多分、犯人は大学時代からの友人の松浦で付き合いも長かったので、私の趣味を熟知していた。

もう、この話はやめにしたいと心底思ったので私から彼に頼んだ。

「お願いですから、この話はやめて下さい。恥ずかしいです...」

私が頼むと流石にそれ以上の事は追求されず、話が思ってもみない方へと進んだ。

「別に三浦さんが嫌がることを話したいわけじゃないから、ごめん。ただ、今、電話かけたのは、三浦さんの予定を聞こうと思って」

「...予定ですか?」

彼の方から予定を尋ねられると、もしかしたらと期待してしまう。
それが、予想通りだとすごく嬉しい。

「そう。もうすぐクリスマスだから、三浦さんと一緒に過ごしたいと思って。ただ、22.23は金沢出張で、25も予定が入っているので、必然的に24しか空いてないんだけど」

12月24日ということは...。

「...クリスマスイブ、私と一緒に過ごしてくれるんですか?」

実は、私が話したかった事はこの事だった。ただ、お付き合いしてから間もなかったのと、彼の忙しさから、自分からは聞くに聞けなかった。

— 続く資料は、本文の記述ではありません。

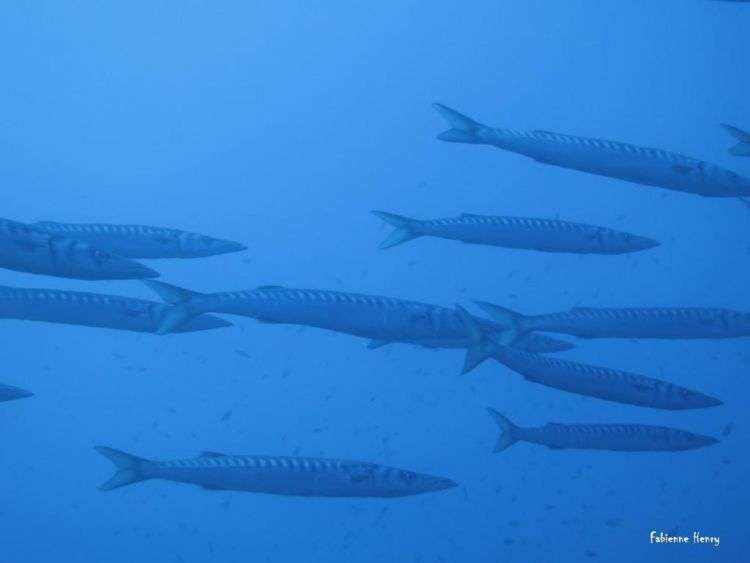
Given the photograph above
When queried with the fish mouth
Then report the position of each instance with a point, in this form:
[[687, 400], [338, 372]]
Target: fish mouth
[[226, 246], [137, 271], [440, 484], [645, 243]]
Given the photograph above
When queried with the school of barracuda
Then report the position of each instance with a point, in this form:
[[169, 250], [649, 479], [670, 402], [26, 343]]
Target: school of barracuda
[[110, 252]]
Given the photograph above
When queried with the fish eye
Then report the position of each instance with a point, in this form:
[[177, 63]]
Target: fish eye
[[100, 256], [407, 477]]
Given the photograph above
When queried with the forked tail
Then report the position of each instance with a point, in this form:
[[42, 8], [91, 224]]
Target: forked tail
[[180, 310], [743, 147], [463, 129], [405, 229], [508, 431], [129, 468], [507, 319]]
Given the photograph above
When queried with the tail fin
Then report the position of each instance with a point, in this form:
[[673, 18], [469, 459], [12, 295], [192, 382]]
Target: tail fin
[[129, 468], [463, 129], [743, 147], [507, 319], [508, 431], [479, 349], [180, 312], [405, 229]]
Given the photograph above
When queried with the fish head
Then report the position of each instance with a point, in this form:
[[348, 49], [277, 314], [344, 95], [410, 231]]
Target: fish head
[[729, 183], [401, 482], [689, 441], [202, 245], [696, 400], [618, 242], [99, 264]]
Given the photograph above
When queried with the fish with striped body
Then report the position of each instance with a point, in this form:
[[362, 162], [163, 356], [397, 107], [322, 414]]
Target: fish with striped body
[[742, 148], [613, 437], [26, 249], [632, 163], [294, 476], [141, 241], [383, 320], [644, 322], [93, 309], [546, 235], [583, 379], [10, 393]]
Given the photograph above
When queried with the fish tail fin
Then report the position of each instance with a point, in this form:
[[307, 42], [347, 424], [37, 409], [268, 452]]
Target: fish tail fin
[[128, 468], [743, 147], [478, 349], [180, 300], [508, 431], [406, 229], [463, 128], [508, 319]]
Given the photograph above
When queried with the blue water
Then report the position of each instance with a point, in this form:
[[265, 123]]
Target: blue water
[[281, 125]]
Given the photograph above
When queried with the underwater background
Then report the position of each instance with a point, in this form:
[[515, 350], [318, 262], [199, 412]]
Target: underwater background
[[282, 125]]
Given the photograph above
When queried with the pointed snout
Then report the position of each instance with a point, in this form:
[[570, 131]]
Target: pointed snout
[[135, 270], [438, 483], [644, 243], [226, 246]]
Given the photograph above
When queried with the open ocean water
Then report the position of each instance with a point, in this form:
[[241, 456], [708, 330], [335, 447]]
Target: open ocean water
[[282, 125]]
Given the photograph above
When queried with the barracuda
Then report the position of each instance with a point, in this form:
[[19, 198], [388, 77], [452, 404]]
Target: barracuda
[[582, 379], [640, 165], [615, 437], [546, 235], [383, 320], [92, 309], [644, 322], [10, 393], [295, 476], [27, 249], [140, 241]]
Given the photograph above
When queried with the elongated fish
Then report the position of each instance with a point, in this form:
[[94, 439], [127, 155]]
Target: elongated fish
[[583, 379], [10, 393], [547, 235], [742, 148], [294, 476], [140, 241], [615, 437], [26, 249], [93, 309], [641, 165], [382, 319], [646, 322]]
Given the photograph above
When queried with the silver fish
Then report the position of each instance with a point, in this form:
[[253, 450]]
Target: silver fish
[[644, 322], [614, 437], [383, 320], [583, 379], [10, 393], [27, 249], [641, 165], [92, 309], [742, 148], [294, 476], [141, 241], [546, 235]]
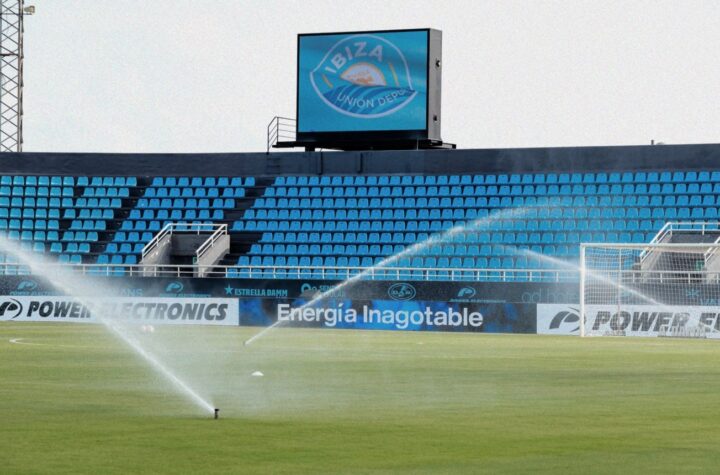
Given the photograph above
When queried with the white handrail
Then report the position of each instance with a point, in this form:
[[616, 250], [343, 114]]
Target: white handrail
[[210, 242], [171, 228], [373, 273]]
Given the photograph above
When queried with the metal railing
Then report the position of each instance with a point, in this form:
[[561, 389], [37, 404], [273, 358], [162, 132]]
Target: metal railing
[[211, 241], [170, 228], [304, 272], [701, 227], [711, 252], [280, 129]]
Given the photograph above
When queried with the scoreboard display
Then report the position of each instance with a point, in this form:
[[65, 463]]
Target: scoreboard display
[[385, 83]]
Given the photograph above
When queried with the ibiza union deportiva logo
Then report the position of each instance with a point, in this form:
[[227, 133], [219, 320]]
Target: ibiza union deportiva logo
[[364, 76], [174, 288], [401, 291], [466, 293], [27, 286], [570, 316], [10, 308]]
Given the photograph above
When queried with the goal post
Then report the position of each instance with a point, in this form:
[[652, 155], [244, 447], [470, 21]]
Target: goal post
[[650, 290]]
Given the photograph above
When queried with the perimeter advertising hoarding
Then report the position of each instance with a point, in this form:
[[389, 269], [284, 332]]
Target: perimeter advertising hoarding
[[155, 310], [493, 307], [384, 83], [630, 320]]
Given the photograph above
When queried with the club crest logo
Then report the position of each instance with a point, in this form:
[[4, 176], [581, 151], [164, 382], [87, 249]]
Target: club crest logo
[[401, 291], [364, 76]]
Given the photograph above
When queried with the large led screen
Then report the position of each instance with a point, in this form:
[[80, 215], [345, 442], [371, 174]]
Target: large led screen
[[361, 82]]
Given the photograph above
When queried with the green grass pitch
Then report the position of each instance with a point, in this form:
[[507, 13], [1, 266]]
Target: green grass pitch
[[73, 399]]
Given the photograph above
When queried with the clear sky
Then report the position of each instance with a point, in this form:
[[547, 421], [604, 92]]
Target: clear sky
[[208, 75]]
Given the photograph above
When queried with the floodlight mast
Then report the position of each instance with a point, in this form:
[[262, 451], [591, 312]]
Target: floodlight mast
[[11, 73]]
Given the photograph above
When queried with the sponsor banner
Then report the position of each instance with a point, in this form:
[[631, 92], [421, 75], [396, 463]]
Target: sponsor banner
[[459, 292], [558, 319], [406, 315], [156, 310], [653, 320], [631, 320]]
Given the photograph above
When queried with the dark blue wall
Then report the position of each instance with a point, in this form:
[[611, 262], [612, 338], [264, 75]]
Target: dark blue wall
[[519, 160]]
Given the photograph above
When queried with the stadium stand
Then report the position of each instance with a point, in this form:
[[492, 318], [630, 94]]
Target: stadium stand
[[354, 221]]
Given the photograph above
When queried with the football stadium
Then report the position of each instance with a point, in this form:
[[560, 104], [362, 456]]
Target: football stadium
[[360, 297]]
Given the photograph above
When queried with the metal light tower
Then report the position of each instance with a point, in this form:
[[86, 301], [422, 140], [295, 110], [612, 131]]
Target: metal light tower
[[11, 79]]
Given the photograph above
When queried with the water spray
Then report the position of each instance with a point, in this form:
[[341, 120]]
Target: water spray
[[70, 284]]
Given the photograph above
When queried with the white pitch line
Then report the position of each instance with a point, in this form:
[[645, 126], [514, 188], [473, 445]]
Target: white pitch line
[[19, 341]]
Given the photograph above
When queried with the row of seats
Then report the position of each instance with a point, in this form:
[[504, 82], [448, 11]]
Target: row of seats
[[430, 226], [176, 214], [209, 181], [116, 259], [472, 214], [20, 180], [53, 224], [54, 192], [492, 190], [537, 178], [157, 225], [484, 202], [508, 261], [77, 236], [490, 275], [182, 203], [105, 192], [106, 203], [194, 192]]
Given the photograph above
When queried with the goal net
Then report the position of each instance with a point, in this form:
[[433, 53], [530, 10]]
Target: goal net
[[670, 290]]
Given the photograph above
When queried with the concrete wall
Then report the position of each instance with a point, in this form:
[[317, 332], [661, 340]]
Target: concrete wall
[[519, 160]]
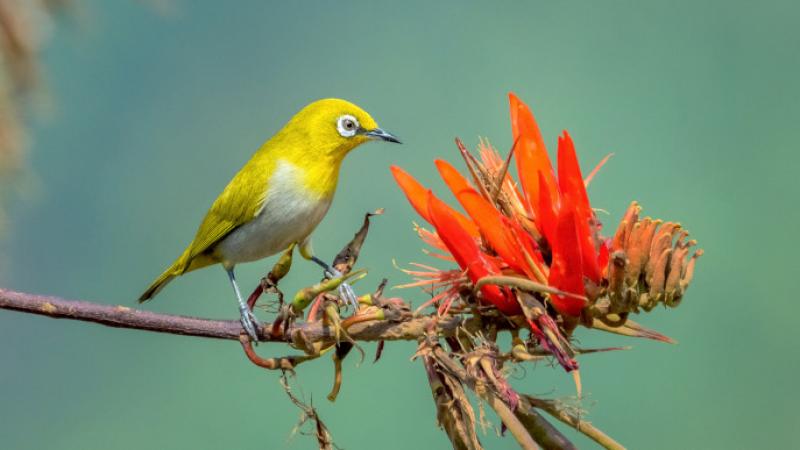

「もちろん。付き合って最初のイベントで、しかも三浦さんには初めてのクリスマスだよね?彼氏としては外すのはどうかと思うよ。だから、予定が合えばどこかの店でも予約しておこうかと思っているんだけど。いかがですか?」

彼は本当に私が喜ぶ事がなんでわかるんだろう?
予定が合えばなんて言ってくれたけれど、そこは絶対、外せない。

「...24日、絶対あけます。憧れの藤澤さんとクリスマスを過ごせるなんて夢にも思いませんでした。だから、すごく嬉しいです」

スマホ越しでこの気持ちが面と向かって分かってもらえないのが残念だったけれど、何度も「その日は空けます」と伝える。

すると、彼の方も。

「三浦さんが喜んでくれると俺も嬉しい。24日、楽しみにしているから」

何となく、話し方が嬉しそうにも聞こえた。